Wednesday, May 30, 2007

politics meet faith and values?

I decided today would be the day that I start checking in on the 2008 presidential candidates. I have just been poking around on Yahoo! NEWS. I don't know nearly enough about any of the candidates, so each day I think I will go onto every candidates web page and take a look through their issues, and then find some information about them from a non-biased source.

Today is Barak Obama.

I watched his speech on politics and religion and he said some things that were right on, however he also said some things that were way, way off. There is grace for that.

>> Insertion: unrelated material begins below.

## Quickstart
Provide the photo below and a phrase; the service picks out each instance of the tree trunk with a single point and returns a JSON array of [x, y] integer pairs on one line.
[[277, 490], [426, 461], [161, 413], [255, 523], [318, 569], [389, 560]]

Not any one presidential candidate will be 100% right... it will just be interesting to find the one who has the general "gist" of balanced politics.

2 comments:

Anonymous said...

Randomly stumbled onto this page...

I just wondered how "balanced politics" is compatible with the New Testament...

If Jesus stood for an upheaval of the status quo - creation of a de facto socialist world where we all live by the golden rule, and are redeemed when breaking it (sinning) only by grace, thus not limited by the "government" of man, only our capacity to love God...Then how can we have a "balanced" politician lead us? Do we not instead need someone willing to turn over the tables and scales within the temple so to speak?

The only reason I posted this, is because I fail to understand how seemingly devout Christians come to support politicians(including every single mainstream candidate that I can find either in or running for office) who sustain policies which fundamentally contradict New Testament philosophy.

I mean no ill will - only wanted to express some commentary.

brianna said...

You're questions are good. I dig questions. Honestly, there will never be one specific candidate that will be 100% correct, just like no one christian is ever correct. I think maybe (and I'm just thinking out loud here) we find someone who best suits what we know to be true of the "gospel" (not to get all christainese on you) and then vote, having grace and compassion for them knowing they are just as broken as the rest of us and holding them responsable to that.

It's something worth more thought, and I intend on thinking and praying about what you bring up. Thanks for your imput.